Multi-aggregation with aliases

daily = (
    sales.groupBy("date", "country")
    .agg(
        F.count("*").alias("orders"),
        F.sum("revenue").alias("revenue_sum"),
        F.avg("revenue").alias("revenue_avg"),
    )
)
  • Aliases keep downstream column names stable.
  • Null revenue rows are ignored by sum/avg.

Distinct and approximate counts

unique_orders = (
    sales.groupBy("date")
    .agg(
        F.countDistinct("order_id").alias("orders_exact"),
        F.approx_count_distinct("order_id", 0.02).alias("orders_approx"),
    )
)
  • Use approx_count_distinct when performance matters and small error is acceptable.

Filtering aggregates with having-like logic

high_rev = daily.where(F.col("revenue_sum") > 150)
  • Filter after aggregation to mimic SQL HAVING.

Ordering results

ranked = daily.orderBy(F.col("revenue_sum").desc(), "date")
  • Sort after aggregation; Spark will not guarantee order without orderBy.

Handling null group keys

null_country_stats = (
    sales.groupBy("country")
    .agg(F.count("*").alias("rows"))
)
  • groupBy keeps null keys; decide whether to impute (fillna) before aggregation.
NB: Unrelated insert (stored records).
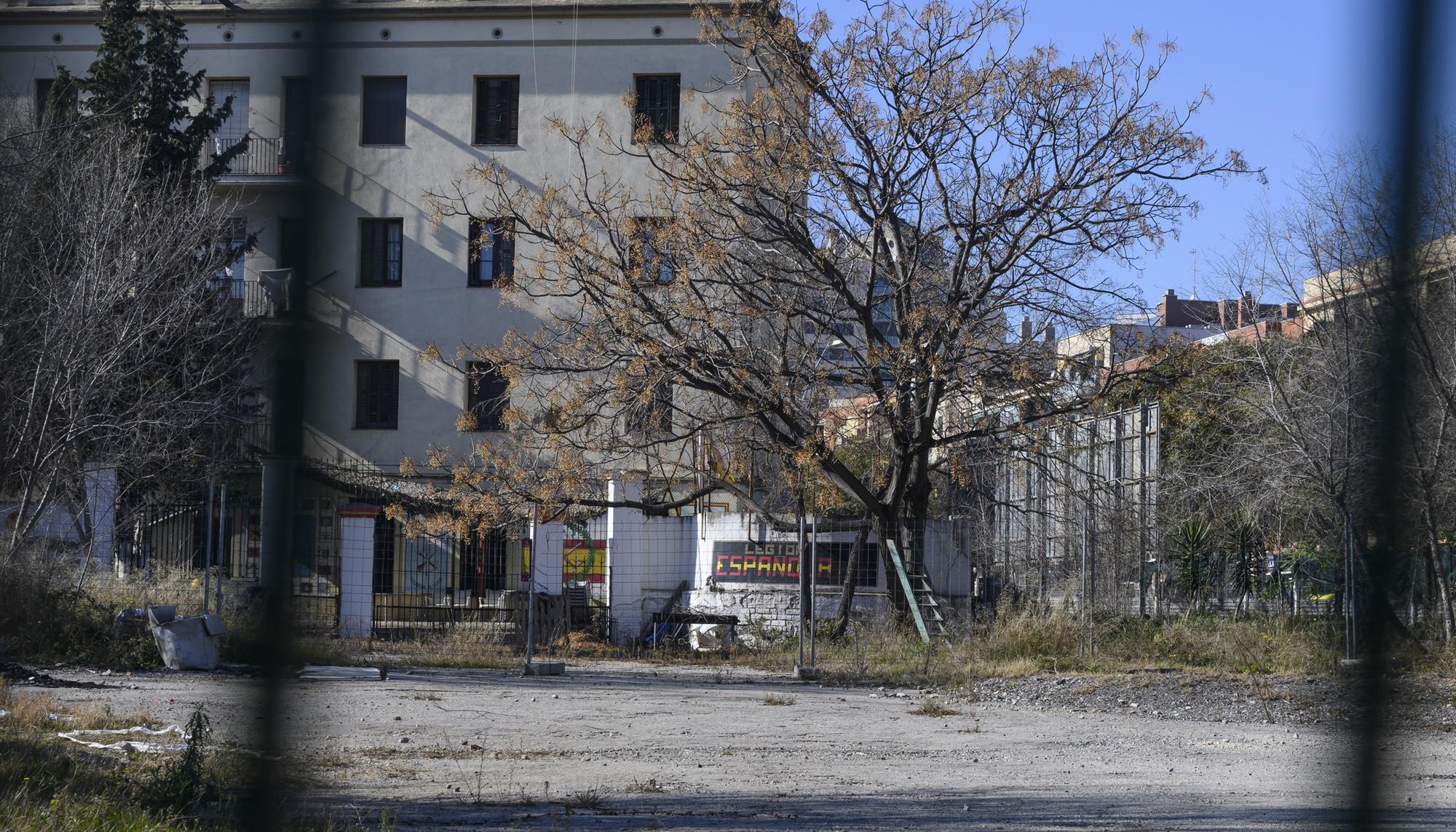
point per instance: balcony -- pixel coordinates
(264, 162)
(251, 298)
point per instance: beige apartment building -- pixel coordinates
(353, 118)
(355, 111)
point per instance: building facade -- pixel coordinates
(355, 114)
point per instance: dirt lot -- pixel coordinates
(634, 747)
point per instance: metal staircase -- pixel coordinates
(915, 584)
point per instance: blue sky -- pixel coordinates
(1283, 73)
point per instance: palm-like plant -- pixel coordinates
(1247, 546)
(1190, 543)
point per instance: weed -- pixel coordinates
(187, 780)
(592, 799)
(934, 709)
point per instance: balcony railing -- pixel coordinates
(261, 157)
(251, 298)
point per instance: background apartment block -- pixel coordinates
(346, 140)
(352, 119)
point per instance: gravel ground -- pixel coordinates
(1183, 696)
(617, 745)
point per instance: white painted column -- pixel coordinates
(550, 542)
(357, 571)
(101, 507)
(625, 547)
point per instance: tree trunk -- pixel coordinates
(1444, 585)
(847, 594)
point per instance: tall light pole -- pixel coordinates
(807, 617)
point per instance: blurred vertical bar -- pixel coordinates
(1409, 93)
(289, 354)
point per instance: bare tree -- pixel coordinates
(1307, 444)
(850, 221)
(122, 342)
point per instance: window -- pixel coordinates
(493, 252)
(298, 108)
(497, 109)
(653, 416)
(234, 130)
(483, 562)
(487, 396)
(44, 89)
(385, 531)
(43, 98)
(647, 258)
(232, 249)
(657, 105)
(376, 384)
(382, 252)
(382, 111)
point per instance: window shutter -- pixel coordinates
(672, 95)
(494, 111)
(372, 253)
(497, 111)
(363, 389)
(378, 395)
(486, 396)
(391, 370)
(505, 259)
(513, 109)
(644, 102)
(483, 109)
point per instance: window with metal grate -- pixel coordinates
(382, 111)
(659, 105)
(376, 395)
(497, 109)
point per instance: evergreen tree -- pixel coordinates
(139, 77)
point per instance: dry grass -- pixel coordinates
(934, 709)
(41, 712)
(590, 799)
(650, 786)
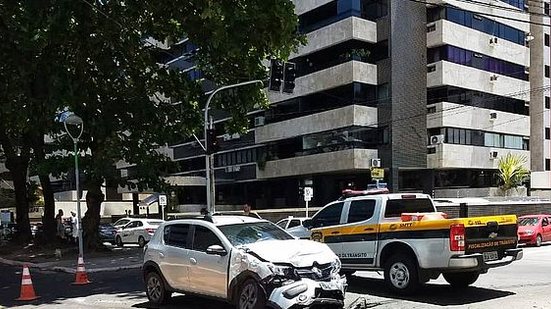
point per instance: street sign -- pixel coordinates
(377, 173)
(162, 200)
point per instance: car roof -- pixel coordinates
(220, 220)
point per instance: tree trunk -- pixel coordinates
(91, 220)
(50, 225)
(18, 169)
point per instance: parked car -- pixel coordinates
(245, 261)
(107, 232)
(137, 231)
(294, 226)
(534, 229)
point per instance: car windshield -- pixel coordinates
(242, 234)
(528, 221)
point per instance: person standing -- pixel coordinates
(75, 226)
(247, 211)
(59, 227)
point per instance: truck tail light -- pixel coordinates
(457, 237)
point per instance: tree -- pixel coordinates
(512, 171)
(106, 72)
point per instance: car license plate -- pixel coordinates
(490, 256)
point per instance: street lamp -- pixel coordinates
(71, 119)
(209, 171)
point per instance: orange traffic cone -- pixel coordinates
(81, 276)
(27, 290)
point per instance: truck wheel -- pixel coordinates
(401, 274)
(461, 280)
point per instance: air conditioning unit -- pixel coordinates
(259, 121)
(437, 139)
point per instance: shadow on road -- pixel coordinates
(435, 294)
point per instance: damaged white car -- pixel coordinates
(248, 262)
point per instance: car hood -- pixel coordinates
(299, 253)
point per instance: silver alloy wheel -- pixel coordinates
(399, 275)
(154, 289)
(248, 296)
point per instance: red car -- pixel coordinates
(534, 229)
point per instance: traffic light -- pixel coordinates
(276, 75)
(290, 74)
(212, 142)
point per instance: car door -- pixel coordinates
(127, 231)
(207, 273)
(359, 234)
(325, 225)
(174, 261)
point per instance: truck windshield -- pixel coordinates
(395, 208)
(242, 234)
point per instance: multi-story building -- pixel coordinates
(438, 90)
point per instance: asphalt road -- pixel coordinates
(524, 284)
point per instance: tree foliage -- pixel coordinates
(512, 171)
(96, 59)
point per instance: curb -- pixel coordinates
(49, 266)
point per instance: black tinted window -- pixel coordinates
(395, 208)
(330, 215)
(176, 235)
(361, 210)
(204, 238)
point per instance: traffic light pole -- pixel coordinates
(209, 171)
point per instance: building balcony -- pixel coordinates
(444, 32)
(339, 75)
(466, 156)
(443, 73)
(353, 115)
(454, 115)
(351, 28)
(330, 162)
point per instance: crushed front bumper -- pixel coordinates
(307, 293)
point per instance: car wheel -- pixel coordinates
(538, 240)
(155, 289)
(118, 241)
(401, 274)
(141, 241)
(251, 296)
(461, 280)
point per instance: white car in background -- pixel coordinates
(294, 226)
(137, 231)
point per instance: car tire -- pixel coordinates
(461, 280)
(141, 241)
(401, 274)
(250, 296)
(538, 241)
(118, 241)
(155, 289)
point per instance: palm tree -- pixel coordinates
(512, 172)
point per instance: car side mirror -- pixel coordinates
(216, 250)
(308, 223)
Pivots for simple cross-tabs

pivoted = (
    sales.groupBy("date")
    .pivot("channel", ["mobile", "web"])
    .agg(F.sum("revenue"))
)
  • Constrain pivot values to avoid exploding columns.

Minimal end-to-end rollup

summary = (
    sales
    .groupBy("date", "country")
    .agg(
        F.count("*").alias("orders"),
        F.sum("revenue").alias("revenue_sum"),
        F.countDistinct("order_id").alias("unique_orders"),
    )
    .orderBy("date", "country")
)

This produces stable daily metrics, preserves null country handling decisions, and keeps column names ready for downstream joins or exports.